Entre a Ascensão e o Pentecostes IV

Chamado de Mateus, Hendrick Terbrugghen em 1616
Mateus: quem nunca foi não precisa voltar
Ide, portanto, fazei discípulos de todas nações, batizando-os em nome do Pai, do Filho e Espírito Santo; ensinando-os a guardar todas as coisas que vos tenho ordenado. E eis que estarei convosco todos os dias até a consumação do século. Mateus 28.20

Se quisermos considerar que Mateus foi o único entre todos os evangelistas que de fato vivenciou todo o drama da Ascensão e do Pentecostes, temos que considerar também que ele se prestou como o grande intermediador entre os evangelhos de Marcos e de Lucas. Na narrativa dos acontecimentos que encerram o seu evangelho, ele não apenas preservou alguns elementos próprios do evangelho de Marcos, tais como a fuga apressada e o clima de medo que tomou conta das mulheres que foram ao sepulcro, como também acrescentou o aspecto da alegria pela ressurreição. Este que vem a ser o item marcante do evangelho de Lucas e do consequente paradoxo que foi citado neste blog, na meditação É preciso ir para vir, anterior ao tópico atual, mas que também faz parte do mesmo conjunto de temas: Ascensão e Pentecostes.

Esta nova combinação de sentimentos nos leva a crer que um estado de espírito, até então não experimentado pelos discípulos, começava a tomar conta deles. Não é ainda o fato gerador da intrepidez e da coragem que marcou a transformação daquelas pessoas e o início da igreja, mas já é um forte indicio que a esperança na ressurreição começava a ser vivida. Os discípulos, neste caso as discípulas, já começavam a acreditar que, acontecesse o que tivesse que acontecer com elas, nada mais seria como antes, pois o autor e consumador da sua fé estava vivo, e, agora, mais presente do que jamais estivera.

Vivo e presente.

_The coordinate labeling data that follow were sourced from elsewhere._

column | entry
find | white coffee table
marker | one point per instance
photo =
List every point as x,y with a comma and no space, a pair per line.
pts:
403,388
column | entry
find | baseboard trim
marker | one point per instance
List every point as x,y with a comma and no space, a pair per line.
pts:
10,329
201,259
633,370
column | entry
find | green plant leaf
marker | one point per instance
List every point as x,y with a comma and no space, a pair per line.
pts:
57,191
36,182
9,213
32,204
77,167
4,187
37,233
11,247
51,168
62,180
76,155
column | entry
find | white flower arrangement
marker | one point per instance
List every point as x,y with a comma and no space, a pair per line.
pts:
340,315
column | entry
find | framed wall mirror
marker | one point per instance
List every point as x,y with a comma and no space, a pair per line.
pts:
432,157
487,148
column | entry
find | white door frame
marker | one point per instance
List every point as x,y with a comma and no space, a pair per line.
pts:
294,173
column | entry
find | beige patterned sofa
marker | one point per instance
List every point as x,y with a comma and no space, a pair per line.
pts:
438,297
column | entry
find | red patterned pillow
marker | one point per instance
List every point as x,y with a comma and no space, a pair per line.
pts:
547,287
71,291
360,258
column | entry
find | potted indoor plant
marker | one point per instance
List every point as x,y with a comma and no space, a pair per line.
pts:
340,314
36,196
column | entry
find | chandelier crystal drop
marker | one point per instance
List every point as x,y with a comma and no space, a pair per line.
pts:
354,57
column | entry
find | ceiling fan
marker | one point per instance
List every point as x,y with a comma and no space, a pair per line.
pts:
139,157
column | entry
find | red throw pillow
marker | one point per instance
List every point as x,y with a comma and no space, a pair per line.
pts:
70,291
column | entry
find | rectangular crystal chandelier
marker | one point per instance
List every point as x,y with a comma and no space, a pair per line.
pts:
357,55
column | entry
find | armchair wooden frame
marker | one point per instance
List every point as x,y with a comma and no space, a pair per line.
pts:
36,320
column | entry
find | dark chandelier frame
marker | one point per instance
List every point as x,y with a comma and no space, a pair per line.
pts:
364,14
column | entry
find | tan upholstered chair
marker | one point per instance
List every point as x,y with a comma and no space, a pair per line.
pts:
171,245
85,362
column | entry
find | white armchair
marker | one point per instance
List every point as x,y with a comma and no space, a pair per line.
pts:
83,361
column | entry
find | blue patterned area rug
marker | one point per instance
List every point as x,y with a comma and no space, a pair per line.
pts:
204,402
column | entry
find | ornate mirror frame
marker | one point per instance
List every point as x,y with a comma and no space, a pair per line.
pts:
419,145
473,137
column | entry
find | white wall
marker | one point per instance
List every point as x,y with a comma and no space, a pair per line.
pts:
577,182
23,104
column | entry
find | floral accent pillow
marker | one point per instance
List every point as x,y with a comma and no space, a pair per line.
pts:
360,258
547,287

Esta é a tônica do evangelho de Mateus, em contrapartida àquilo que os outros evangelistas acreditaram ser a despedida final de Jesus. Ele declara esse aspecto inusitado da sua fé baseado em uma frase que Jesus deve ter dito várias e várias vezes, o nosso texto base de hoje, mas que ele deixa para apresentá-la justamente no final, como se essa frase encerrasse as verdadeiras palavras de despedida que todos gostariam e esperavam ouvir. Para Mateus, essa frase não é apenas a síntese da síntese da vida e do ministério de Jesus, ela é a garantia de que suas promessas já começaram a se concretizar. Por essa razão é que, para ele, tudo mais só deve e só pode ser considerado a partir dela, como se as últimas palavras de Jesus estabelecessem um novo recomeço.

Mateus não cita a Ascensão e não faz qualquer menção ao Pentecostes, porque, na sua visão dos fatos, Jesus nunca os deixou e que, na realidade, permaneceu com eles sempre, assim como permanece conosco. Não sei no português, mas na Bíblia a palavra sempre não é o antônimo para nunca. Os outros três evangelhos podem muito bem explicar essa anomalia linguística, principalmente tendo em vista a semana em questão, em que tantas situações intermediárias foram vividas e tantos sentimentos contraditórios foram experimentados.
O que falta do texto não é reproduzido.